No entanto, não se pode culpar apenas a má vontade de São Pedro pela crise anunciada. As autoridades ignoraram essa possibilidade ao banir dos investimentos a construção de novas hidrelétricas capazes de armazenar água exatamente para enfrentar anormalidades. A pretexto de evitar a formação de grandes lagos que possam ter impactos sociais e sobre o meio ambiente, a legislação só passou a admitir construção de hidrelétricas a fio d’água, que são aquelas que somente utilizam a vazão natural dos rios. Nos períodos de cheia, podem atingir seu potencial, mas nos meses de pouca chuva chegam até a ser desligadas.

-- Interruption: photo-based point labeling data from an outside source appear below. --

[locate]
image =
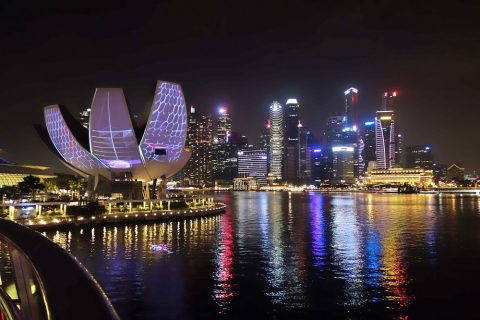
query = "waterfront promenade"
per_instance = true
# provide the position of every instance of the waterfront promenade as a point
(45, 215)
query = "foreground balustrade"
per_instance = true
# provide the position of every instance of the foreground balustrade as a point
(41, 215)
(40, 280)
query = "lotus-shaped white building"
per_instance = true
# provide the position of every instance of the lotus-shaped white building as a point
(116, 149)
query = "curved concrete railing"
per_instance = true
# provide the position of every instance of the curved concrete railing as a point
(47, 282)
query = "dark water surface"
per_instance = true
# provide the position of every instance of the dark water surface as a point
(294, 256)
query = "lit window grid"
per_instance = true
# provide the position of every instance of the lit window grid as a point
(253, 164)
(276, 139)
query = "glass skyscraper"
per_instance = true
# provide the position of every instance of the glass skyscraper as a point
(385, 138)
(276, 139)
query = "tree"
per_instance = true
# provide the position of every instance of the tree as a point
(31, 185)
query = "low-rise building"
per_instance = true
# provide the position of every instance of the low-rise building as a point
(418, 177)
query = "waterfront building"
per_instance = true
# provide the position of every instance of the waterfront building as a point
(276, 139)
(84, 117)
(343, 164)
(351, 106)
(224, 125)
(456, 172)
(291, 143)
(369, 147)
(245, 183)
(110, 153)
(305, 143)
(12, 174)
(399, 149)
(399, 176)
(291, 120)
(440, 171)
(264, 141)
(385, 139)
(199, 169)
(419, 157)
(389, 101)
(253, 163)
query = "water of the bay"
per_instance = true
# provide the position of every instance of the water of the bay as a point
(294, 256)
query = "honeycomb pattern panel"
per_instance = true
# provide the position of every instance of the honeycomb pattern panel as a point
(165, 133)
(65, 143)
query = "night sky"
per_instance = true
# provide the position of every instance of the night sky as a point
(244, 55)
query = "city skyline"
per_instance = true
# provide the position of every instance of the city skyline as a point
(425, 52)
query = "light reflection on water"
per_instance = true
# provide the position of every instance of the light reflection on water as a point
(292, 255)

Com isso, a única opção para se “armazenar” energia passou a ser a instalação de usinas térmicas, que utilizam combustíveis fósseis não disponíveis no Brasil. Poluem e geram uma energia cara, mas se tornaram indispensáveis. Mesmo que não funcionem, as usinas térmicas precisam ser remuneradas para serem mantidas como reserva das hidrelétricas.
O governo Lula — com Dilma Rousseff à frente do setor, em Minas e Energia e na Casa Civil — esboçou um modelo tarifário que ignorou esse novo desenho da matriz elétrica. E no seu primeiro mandato, a presidente Dilma deixou o setor em polvorosa ao promover uma demagógica redução de tarifas, a pretexto da renovação de concessões de hidrelétricas ditas amortizadas. O populismo tarifário desfigurou ainda mais um modelo com muitas falhas. Com raras exceções, as empresas do setor elétrico perderam capacidade de investimento, o que se reflete no atraso de obras em curso, que poderiam ser bem úteis hoje, na escassez de energia. O Tesouro precisou injetar dezenas bilhões de reais no setor, ampliando o desequilíbrio das finanças públicas sem que ao menos a questão financeira pudesse ser equacionada.
Diante de uma conjuntura que se aproximava do caos, Dilma felizmente resolveu ouvir seu novo ministério, e a política de populismo tarifário foi abandonada. O preço da eletricidade passará a ter uma relação direta com o aumento dos custos de geração, transmissão e distribuição. O consumidor sentirá no bolso agora o efeito retardado da demagogia político-eleitoral. E, como na crise de 2001-2002, acabará fazendo sua parte, ajustando o gasto da energia com o orçamento doméstico. É o que o próprio governo deveria ter feito, e não fez, deixando a situação chegar onde chegou.